以下所有的内容,是笔者在阅读完ObjectFormer论文后,自己给出的Pytorch复现及过程记录,如有问题请不吝赐教。
import torch.nn as nn
import torchvision.models as models
import torch.nn.functional as F
import torch
feature_dim = 4
class BCIM(nn.Module):
def __init__(self, height, width, h_patches, w_patches):
super().__init__()
self.height = height
self.width = width
self.h_patches = h_patches
self.w_patches = w_patches
self.patch_height = int(height / h_patches)
self.patch_width = int(width / w_patches)
self.window_size = 3
self.weight = nn.Parameter(
torch.zeros(size=(feature_dim * self.patch_height * self.patch_width * 2,
feature_dim * self.patch_height * self.patch_width * 2,
self.window_size,
self.window_size)),
requires_grad=False)
for i in range(feature_dim * self.patch_height * self.patch_width * 2):
self.weight[i, i, :, :] = 1
self.bias = nn.Parameter(torch.zeros(feature_dim * self.patch_height * self.patch_width * 2),
requires_grad=False)
def forward(self, p_vector):
batch_size = p_vector.size()[0]
# p_vector 10, 128*8*8*2, 28, 38
norm2_p_vector = torch.norm(p_vector, p=2, dim=1, keepdim=True) # p_vector 10, 1, 28, 38
unit_p_vector = p_vector / norm2_p_vector # p_vector 10, 128*8*8*2, 28, 38
window_sum_unit_p_vector = F.conv2d(unit_p_vector, weight=self.weight, bias=self.bias,
padding=int((self.window_size-1)/2)) / self.window_size / self.window_size
# p_vector 10, 128*8*8*2, 28, 38
Sim = torch.mul(unit_p_vector, window_sum_unit_p_vector).sum(dim=1, keepdim=True) # 10, 1, 28, 38
p_vector = torch.mul(p_vector, Sim) # p_vector 10, 128*8*8*2, 28, 38
p_vector = p_vector.permute(0, 2, 3, 1).contiguous() # 10, 28, 38, 128*8*8*2
p_vector = p_vector.view(batch_size, self.h_patches, self.w_patches,
feature_dim * self.patch_height * self.patch_width, 2)
# 10, 28, 38, 128*8*8, 2
p_vector = p_vector.permute(0, 4, 1, 2, 3).contiguous() # 10, 2, 28, 38, 128*8*8
p_vector = p_vector.view(batch_size, 2 * self.h_patches * self.w_patches,
feature_dim * self.patch_height * self.patch_width)
# 10, 2*28*38, 128*8*8
return p_vector
class ObjectDecoder(nn.Module):
def __init__(self, height, width, h_patches, w_patches):
super().__init__()
self.height = height
self.width = width
self.h_patches = h_patches
self.w_patches = w_patches
patch_height = int(height / h_patches)
patch_width = int(width / w_patches)
self.patch_height = patch_height
self.patch_width = patch_width
self.p_layernorm = nn.LayerNorm(feature_dim * patch_height * patch_width)

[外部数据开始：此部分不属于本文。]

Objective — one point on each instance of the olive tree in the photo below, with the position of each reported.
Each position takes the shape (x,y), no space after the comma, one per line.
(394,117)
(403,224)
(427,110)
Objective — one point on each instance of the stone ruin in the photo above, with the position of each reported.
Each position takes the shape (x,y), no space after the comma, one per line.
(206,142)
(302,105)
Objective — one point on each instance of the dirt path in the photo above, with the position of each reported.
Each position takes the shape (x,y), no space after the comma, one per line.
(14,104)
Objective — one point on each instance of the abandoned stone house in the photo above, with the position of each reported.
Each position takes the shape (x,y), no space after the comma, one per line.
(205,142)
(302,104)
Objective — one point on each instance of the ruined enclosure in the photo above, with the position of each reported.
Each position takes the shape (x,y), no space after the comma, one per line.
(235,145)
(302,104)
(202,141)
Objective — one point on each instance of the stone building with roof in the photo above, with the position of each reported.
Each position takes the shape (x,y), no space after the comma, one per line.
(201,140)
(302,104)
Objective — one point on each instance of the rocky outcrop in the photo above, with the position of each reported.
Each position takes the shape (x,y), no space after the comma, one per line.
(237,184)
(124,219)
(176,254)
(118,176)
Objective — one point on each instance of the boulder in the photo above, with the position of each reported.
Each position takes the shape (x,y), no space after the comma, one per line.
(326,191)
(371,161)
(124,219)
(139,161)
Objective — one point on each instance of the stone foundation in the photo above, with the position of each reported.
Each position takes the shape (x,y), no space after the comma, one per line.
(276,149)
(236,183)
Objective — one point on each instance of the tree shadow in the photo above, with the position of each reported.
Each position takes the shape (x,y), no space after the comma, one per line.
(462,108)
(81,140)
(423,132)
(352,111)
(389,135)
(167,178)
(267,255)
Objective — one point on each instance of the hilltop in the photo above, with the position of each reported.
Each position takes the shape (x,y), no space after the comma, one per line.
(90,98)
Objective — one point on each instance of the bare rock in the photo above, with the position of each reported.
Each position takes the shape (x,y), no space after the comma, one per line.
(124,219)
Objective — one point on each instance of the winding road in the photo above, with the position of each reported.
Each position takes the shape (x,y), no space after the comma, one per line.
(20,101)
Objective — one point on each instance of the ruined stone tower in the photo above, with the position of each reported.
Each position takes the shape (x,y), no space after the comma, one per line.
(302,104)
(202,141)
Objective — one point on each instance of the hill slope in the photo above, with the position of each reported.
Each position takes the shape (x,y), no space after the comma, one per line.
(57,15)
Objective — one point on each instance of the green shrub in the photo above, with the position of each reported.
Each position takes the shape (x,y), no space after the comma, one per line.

self.object_layernorm = nn.LayerNorm(feature_dim * patch_height * patch_width)
self.query_embedding_Matrix = nn.Linear(in_features=feature_dim * patch_height * patch_width,
out_features=feature_dim * patch_height * patch_width)
self.key_embedding_Matrix = nn.Linear(in_features=feature_dim * patch_height * patch_width,
out_features=feature_dim * patch_height * patch_width)
self.value_embedding_Matrix = nn.Linear(in_features=feature_dim * patch_height * patch_width,
out_features=feature_dim * patch_height * patch_width)
self.softmax_layer = nn.Softmax(dim=2)
self.projection_layer = nn.Sequential(nn.Linear(in_features=feature_dim * patch_height * patch_width,
out_features=feature_dim * patch_height * patch_width),
nn.LayerNorm(feature_dim * patch_height * patch_width),
nn.GELU(),
nn.Linear(in_features=feature_dim * patch_height * patch_width,
out_features=feature_dim * patch_height * patch_width),
nn.LayerNorm(feature_dim * patch_height * patch_width),
nn.GELU())
self.BCIM = BCIM(height, width, h_patches, w_patches)
def forward(self, p_vector, object_vector):
batch_size = p_vector.size()[0]
p_vector = self.p_layernorm(p_vector) # 10, 2*28*38, 128*8*8
object_vector = self.object_layernorm(object_vector) # N, 128*8*8
query = self.query_embedding_Matrix(p_vector) # 10, 2*28*38, 128*8*8
key = self.key_embedding_Matrix(object_vector) # N, 128*8*8
value = self.value_embedding_Matrix(object_vector) # N, 128*8*8
key = key.permute(1, 0).contiguous() # 128*8*8, N
A = torch.matmul(query, key) # 10, 2*28*38, N
A = self.softmax_layer(A) # 10, 2*28*38, N
res_p_vector = torch.matmul(A, value) # 10, 2*28*38, 128*8*8
p_vector = p_vector + res_p_vector # 10, 2*28*38, 128*8*8
projection_p_vector = self.projection_layer(p_vector)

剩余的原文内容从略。